Момо удивляется тому, что мадам Роза не боится Бога, но Роза ни о чем не сожалеет: «что сделано, то сделано, и Он вовсе не обязан приходить и просить у нее прощения». Слушая рассказы мадам Розы, мосье Хамиля, осмысливая их жизненный опыт, Момо постигает науку толерантности и учится ненавидеть ненависть. «Мосье Хамиль, который читал Виктора Гюго и пережил в сто раз больше, чем любой другой человек в его возрасте, тоже был прав, когда с улыбкой объяснял мне, что нет ни белого, ни чёрного и что белое – это зачастую скрытое чёрное, а чёрное – это иногда одураченное белое».
Согласно Гари, «фашизм был не чем иным, как чудовищной эксплуатацией человеческой глупости. В России Сталин истреблял целые народы во имя социальной справедливости и трудящихся масс, которых он превратил в рабов» [Гари 1994: 225]. Писатель предупреждал об опасности возрождения фашизма: «Сегодня правит бал самая наглая ложь, постоянное искажение ориентиров и глубочайшее презрение к истине. <. > Лицедейство комедианта Муссолини и шарлатана Гитлера обошлось миру в тридцать миллионов жизней» [Гари 1994: 218].
Гари, по его собственному признанию, от рождения принадлежал к меньшинству, всегда был на стороне меньшинства, всегда был «против самых сильных». На вопрос, что значит для него быть евреем, он с болью отвечал: «Это один из способов подставлять себя под плевки» [Гари 1994: 225]. В романе о беззаветной любви старой еврейки и мальчика араба эти ценностные ориентиры Гари преобразовались в конкретные образы.
Имя Момо – Мухаммад призвано предопределять судьбу мальчика: «Имя свидетельствует, что есть, существенно есть его носитель, потому что имя выражало истинное значение, ценность предмета, и поскольку оно относилось к личности, могло и должно было по справедливости обозначать её истинное существо, её ценность – внутреннее содержание, её самое» [Флоренский 1990: 320].
В Коране сказано: «Мухаммад – посланник Аллаха, и те, которые с ним, – яростны против неверных, милостивы между собой. Ты видишь их преклоняющимися, падающими ниц. Они ищут милости от Аллаха и благоволения. Приметы их – на их лицах от следов падения ниц. Таков образ их в Торе, но в Евангелии образ их – посев, который извел свой побег и укрепил его; он стал твердым и выровнялся на стебле, восхищая сеятелей, – чтобы разъярить ими неверных» (Сура 48: 29).
Можно полагать, что и название романа «Жизнь впереди» полемически связано со словом Корана, в котором главенствует противопоставление жизни ближайшей жизни будущей: «И здешняя близкая жизнь – только забава и игра, а обиталище последнее – оно жизнь, если будете богобоязненны, то Он дарует вам ваши награды и не спросит о ваших имуществах» (Суры 48: 64; 47: 38). Эту мысль старик Хамиль старается передать своему ученику Момо. Но тот не может согласиться, что «человечество всего лишь запятая в великой Книге жизни, а когда старый человек говорит такие глупости, я даже не знаю, что тут можно сказать. Нет, человечество вовсе не запятая, потому что когда мадам Роза смотрит на меня своими еврейскими глазами, то никакая она не запятая, а скорей уж целиком великая Книга».
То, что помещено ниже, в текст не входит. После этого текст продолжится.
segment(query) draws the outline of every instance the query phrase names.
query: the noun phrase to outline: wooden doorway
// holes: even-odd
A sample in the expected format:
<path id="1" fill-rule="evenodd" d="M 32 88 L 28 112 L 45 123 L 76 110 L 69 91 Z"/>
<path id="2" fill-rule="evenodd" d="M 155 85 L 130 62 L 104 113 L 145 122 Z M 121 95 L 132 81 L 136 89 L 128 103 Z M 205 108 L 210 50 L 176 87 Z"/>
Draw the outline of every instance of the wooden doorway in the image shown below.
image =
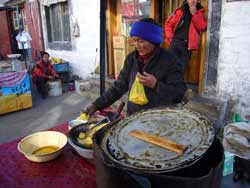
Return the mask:
<path id="1" fill-rule="evenodd" d="M 113 36 L 122 35 L 122 3 L 140 4 L 140 0 L 108 0 L 107 7 L 107 49 L 108 49 L 108 75 L 113 77 L 115 72 L 114 53 L 113 53 Z M 149 0 L 149 17 L 154 18 L 164 28 L 167 17 L 182 4 L 183 0 Z M 206 16 L 208 12 L 208 0 L 201 2 L 205 8 Z M 167 47 L 163 43 L 162 47 Z M 203 89 L 203 79 L 205 75 L 205 58 L 206 58 L 206 32 L 200 36 L 200 48 L 193 51 L 189 68 L 185 74 L 187 83 L 198 86 L 198 93 L 201 94 Z"/>

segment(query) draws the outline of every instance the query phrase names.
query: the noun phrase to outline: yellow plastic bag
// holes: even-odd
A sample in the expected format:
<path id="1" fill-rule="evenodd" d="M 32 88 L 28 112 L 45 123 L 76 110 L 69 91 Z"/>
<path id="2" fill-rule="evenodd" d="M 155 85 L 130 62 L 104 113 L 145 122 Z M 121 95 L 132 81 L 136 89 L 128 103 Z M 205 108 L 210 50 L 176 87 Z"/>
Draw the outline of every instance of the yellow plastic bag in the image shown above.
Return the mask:
<path id="1" fill-rule="evenodd" d="M 145 95 L 144 86 L 139 82 L 136 77 L 132 85 L 129 101 L 135 104 L 144 105 L 148 103 L 147 96 Z"/>
<path id="2" fill-rule="evenodd" d="M 87 114 L 85 114 L 85 113 L 81 113 L 80 116 L 77 119 L 88 121 L 89 116 Z"/>

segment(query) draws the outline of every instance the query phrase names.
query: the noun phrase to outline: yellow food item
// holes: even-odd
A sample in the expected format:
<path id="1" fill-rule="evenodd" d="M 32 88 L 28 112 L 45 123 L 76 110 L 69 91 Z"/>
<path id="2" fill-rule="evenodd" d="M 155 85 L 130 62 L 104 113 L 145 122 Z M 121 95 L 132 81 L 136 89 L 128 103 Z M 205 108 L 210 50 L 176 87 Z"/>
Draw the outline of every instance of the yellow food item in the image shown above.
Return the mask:
<path id="1" fill-rule="evenodd" d="M 58 146 L 43 146 L 43 147 L 40 147 L 40 148 L 36 149 L 35 151 L 33 151 L 32 154 L 45 155 L 45 154 L 53 153 L 58 149 L 59 149 Z"/>
<path id="2" fill-rule="evenodd" d="M 100 130 L 101 128 L 103 128 L 104 126 L 106 126 L 108 123 L 104 123 L 101 124 L 93 129 L 91 129 L 95 124 L 91 124 L 89 126 L 90 130 L 87 131 L 86 133 L 80 132 L 79 136 L 77 138 L 77 142 L 82 144 L 84 147 L 86 148 L 93 148 L 93 136 L 94 134 Z"/>
<path id="3" fill-rule="evenodd" d="M 79 138 L 79 139 L 83 139 L 83 138 L 85 138 L 85 136 L 86 136 L 86 135 L 85 135 L 84 132 L 80 132 L 78 138 Z"/>
<path id="4" fill-rule="evenodd" d="M 89 116 L 86 113 L 81 113 L 80 116 L 77 119 L 81 119 L 81 120 L 88 120 Z"/>

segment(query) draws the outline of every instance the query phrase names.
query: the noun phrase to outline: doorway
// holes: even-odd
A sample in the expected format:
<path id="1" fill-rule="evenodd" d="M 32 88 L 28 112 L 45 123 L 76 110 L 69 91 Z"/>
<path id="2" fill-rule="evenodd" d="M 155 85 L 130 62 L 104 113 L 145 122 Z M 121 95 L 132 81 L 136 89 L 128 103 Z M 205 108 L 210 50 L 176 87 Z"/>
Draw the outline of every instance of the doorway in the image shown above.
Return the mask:
<path id="1" fill-rule="evenodd" d="M 107 49 L 108 49 L 108 75 L 114 77 L 115 62 L 113 52 L 113 36 L 129 33 L 131 24 L 142 18 L 151 17 L 164 28 L 167 17 L 179 6 L 183 0 L 108 0 L 107 7 Z M 208 13 L 208 0 L 201 1 Z M 125 8 L 124 8 L 125 7 Z M 140 14 L 144 13 L 144 16 Z M 126 23 L 124 23 L 124 21 Z M 162 47 L 167 48 L 163 43 Z M 127 55 L 127 54 L 125 54 Z M 203 79 L 205 76 L 206 60 L 206 32 L 200 35 L 199 50 L 193 51 L 188 70 L 185 73 L 185 81 L 197 87 L 198 93 L 203 90 Z"/>
<path id="2" fill-rule="evenodd" d="M 159 0 L 159 18 L 158 21 L 164 28 L 165 21 L 168 16 L 183 3 L 183 0 Z M 208 0 L 201 1 L 201 5 L 205 9 L 205 16 L 208 12 Z M 166 44 L 163 44 L 167 47 Z M 205 58 L 206 58 L 206 32 L 200 35 L 200 47 L 198 50 L 192 51 L 188 69 L 185 73 L 185 82 L 197 86 L 198 93 L 201 94 L 203 89 L 203 79 L 205 74 Z"/>

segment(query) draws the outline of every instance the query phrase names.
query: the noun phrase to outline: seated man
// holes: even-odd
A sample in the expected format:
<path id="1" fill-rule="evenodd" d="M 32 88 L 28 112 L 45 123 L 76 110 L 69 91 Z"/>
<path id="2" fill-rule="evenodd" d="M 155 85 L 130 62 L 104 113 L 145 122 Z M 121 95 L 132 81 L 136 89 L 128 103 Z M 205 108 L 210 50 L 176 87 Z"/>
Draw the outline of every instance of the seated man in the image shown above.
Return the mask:
<path id="1" fill-rule="evenodd" d="M 144 87 L 148 102 L 138 104 L 129 100 L 128 115 L 181 102 L 187 90 L 183 81 L 182 65 L 176 62 L 174 54 L 160 48 L 162 32 L 162 28 L 151 18 L 134 23 L 130 36 L 136 50 L 126 57 L 114 85 L 84 110 L 88 115 L 110 106 L 127 91 L 130 94 L 136 77 Z"/>
<path id="2" fill-rule="evenodd" d="M 46 82 L 58 78 L 58 75 L 50 63 L 49 53 L 41 52 L 41 58 L 32 72 L 32 80 L 41 97 L 45 99 L 47 96 Z"/>

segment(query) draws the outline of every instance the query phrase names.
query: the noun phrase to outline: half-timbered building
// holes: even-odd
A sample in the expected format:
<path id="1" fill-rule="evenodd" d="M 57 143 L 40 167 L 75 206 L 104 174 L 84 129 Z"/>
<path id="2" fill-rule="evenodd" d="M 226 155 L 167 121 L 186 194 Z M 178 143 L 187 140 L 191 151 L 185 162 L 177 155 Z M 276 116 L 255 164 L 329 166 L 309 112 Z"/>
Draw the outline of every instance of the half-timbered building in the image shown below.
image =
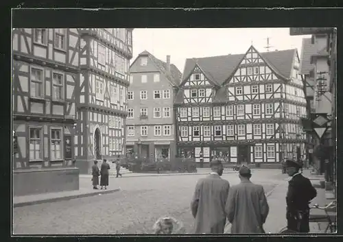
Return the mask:
<path id="1" fill-rule="evenodd" d="M 79 43 L 76 29 L 12 30 L 15 195 L 78 189 L 57 176 L 73 167 Z"/>
<path id="2" fill-rule="evenodd" d="M 174 104 L 180 155 L 279 162 L 304 150 L 296 49 L 187 59 Z"/>
<path id="3" fill-rule="evenodd" d="M 80 93 L 75 153 L 80 173 L 94 159 L 124 153 L 132 29 L 80 29 Z"/>

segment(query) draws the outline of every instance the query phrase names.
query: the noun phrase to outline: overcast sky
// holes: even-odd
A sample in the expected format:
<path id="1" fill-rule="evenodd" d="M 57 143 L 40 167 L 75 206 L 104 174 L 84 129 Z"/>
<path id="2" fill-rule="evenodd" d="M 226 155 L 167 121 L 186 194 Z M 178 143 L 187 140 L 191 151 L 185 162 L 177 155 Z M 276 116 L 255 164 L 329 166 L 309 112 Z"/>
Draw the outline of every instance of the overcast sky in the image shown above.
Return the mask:
<path id="1" fill-rule="evenodd" d="M 173 28 L 134 29 L 132 34 L 133 58 L 147 50 L 156 58 L 170 62 L 183 72 L 186 58 L 244 53 L 252 43 L 260 52 L 298 49 L 300 57 L 302 40 L 311 36 L 289 36 L 289 28 Z"/>

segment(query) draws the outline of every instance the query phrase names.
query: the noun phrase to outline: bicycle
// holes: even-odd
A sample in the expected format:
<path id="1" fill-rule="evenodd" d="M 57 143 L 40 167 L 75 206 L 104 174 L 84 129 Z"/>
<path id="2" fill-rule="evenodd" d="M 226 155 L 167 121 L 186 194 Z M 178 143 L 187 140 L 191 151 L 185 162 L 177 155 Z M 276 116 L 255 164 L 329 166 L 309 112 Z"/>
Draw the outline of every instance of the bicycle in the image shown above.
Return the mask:
<path id="1" fill-rule="evenodd" d="M 317 223 L 319 226 L 319 223 L 328 223 L 327 228 L 324 230 L 324 233 L 327 233 L 328 230 L 330 230 L 329 233 L 334 234 L 337 231 L 337 224 L 336 224 L 336 217 L 335 215 L 330 215 L 328 213 L 329 208 L 334 208 L 336 207 L 336 201 L 331 202 L 327 206 L 324 207 L 319 206 L 318 204 L 314 204 L 310 206 L 310 209 L 320 209 L 323 210 L 325 212 L 324 215 L 309 215 L 309 223 Z M 297 231 L 293 231 L 289 230 L 287 226 L 283 227 L 280 230 L 279 234 L 295 234 L 298 233 Z"/>

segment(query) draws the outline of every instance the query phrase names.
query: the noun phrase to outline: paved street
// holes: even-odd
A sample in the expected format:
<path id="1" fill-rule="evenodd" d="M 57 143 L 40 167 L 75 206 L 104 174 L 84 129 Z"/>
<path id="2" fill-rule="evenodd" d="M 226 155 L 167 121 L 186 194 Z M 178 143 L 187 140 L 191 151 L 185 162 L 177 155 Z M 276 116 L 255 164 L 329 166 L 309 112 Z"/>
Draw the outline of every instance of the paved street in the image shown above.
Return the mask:
<path id="1" fill-rule="evenodd" d="M 204 175 L 111 178 L 119 192 L 68 201 L 14 208 L 14 234 L 142 234 L 151 233 L 161 216 L 172 216 L 191 232 L 189 204 L 196 183 Z M 223 175 L 230 184 L 237 173 Z M 265 192 L 286 178 L 279 170 L 253 171 L 252 180 Z"/>

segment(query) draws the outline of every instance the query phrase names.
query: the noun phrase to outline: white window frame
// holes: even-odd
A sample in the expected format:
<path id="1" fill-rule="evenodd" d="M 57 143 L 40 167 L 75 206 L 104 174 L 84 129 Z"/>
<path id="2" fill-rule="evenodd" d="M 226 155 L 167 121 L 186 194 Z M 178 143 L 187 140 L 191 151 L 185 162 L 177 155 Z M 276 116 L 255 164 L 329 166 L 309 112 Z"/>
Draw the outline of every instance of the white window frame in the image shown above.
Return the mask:
<path id="1" fill-rule="evenodd" d="M 39 138 L 31 137 L 31 130 L 36 130 L 39 131 Z M 42 161 L 43 160 L 43 127 L 29 126 L 29 162 Z M 31 149 L 31 141 L 39 141 L 39 149 L 36 149 L 36 144 L 34 144 L 34 149 Z M 34 158 L 31 158 L 31 152 L 34 152 Z M 36 154 L 39 152 L 39 157 L 36 157 Z"/>
<path id="2" fill-rule="evenodd" d="M 52 132 L 53 131 L 58 131 L 60 132 L 60 138 L 52 138 Z M 54 158 L 53 157 L 53 154 L 54 153 L 57 153 L 56 149 L 56 145 L 55 145 L 55 149 L 53 150 L 52 146 L 52 142 L 53 141 L 59 141 L 60 142 L 60 157 L 58 158 Z M 49 151 L 50 151 L 50 160 L 64 160 L 64 156 L 63 156 L 63 132 L 62 129 L 60 127 L 51 127 L 50 128 L 50 144 L 49 144 Z"/>
<path id="3" fill-rule="evenodd" d="M 141 126 L 141 136 L 147 136 L 147 126 Z"/>

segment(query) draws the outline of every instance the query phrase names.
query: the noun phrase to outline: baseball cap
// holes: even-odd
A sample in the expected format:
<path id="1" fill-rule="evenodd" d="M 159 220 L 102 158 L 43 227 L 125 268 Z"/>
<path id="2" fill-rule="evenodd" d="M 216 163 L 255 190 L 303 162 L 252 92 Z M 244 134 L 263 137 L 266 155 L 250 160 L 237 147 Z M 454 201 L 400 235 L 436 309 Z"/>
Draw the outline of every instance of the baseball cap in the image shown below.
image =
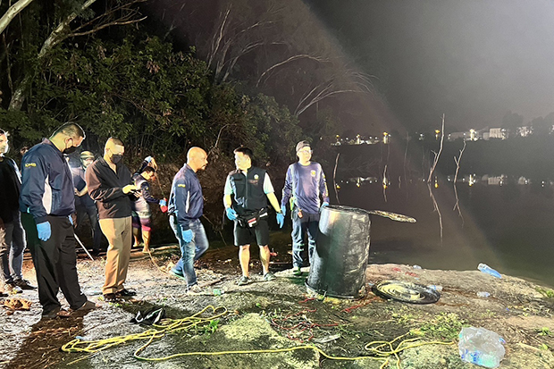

Имя, по мысли В. Муравьева, «заживает собственной жизнью», только становясь личностью. «Личность есть имя, сознавшее себя таковым» [Муравьев 1992: 111]. Мухаммад стал личностью, когда, «защищая священное право народов распоряжаться своей судьбой», не позволил, чтобы мадам Роза, «единственная, кого он любил на свете, стала чемпионкой мира среди овощей».
Момо помогает спрятаться мадам Розе в её убежище, зажигает там «семь свечей, как полагается у евреев» и остается с ней до конца, подкрашивая ей губы, ресницы, щеки, «чтобы скрыть действие законов природы». Таким образом Момо «восстает в равной мере против всех законов – полицейского, медицинского, естественного» [Зонина 1984: 220]: «нет ничего сволочней, чем заталкивать жизнь в горло людям, которые не способны защититься и уже не хотят её».
Момо не мыслил «жизни впереди» без мадам Розы. Они не могли быть друг без друга: «Я видел, что она не дышит, но мне было все равно, я любил её, даже если она не дышит. Я лежал рядом с нею, обнимая Артюра, свой зонтик, и старался чувствовать себя ещё хуже, чтобы окончательно умереть».
Гуинплен в книге Гюго говорит: «Я пришёл изобличить ваше счастье. Оно построено на несчастье людей. Вы обладаете всем, но только потому, что обездолены другие» [Гюго 1986, т. 10: 577]. Момо с полным правом мог сказать то же самое.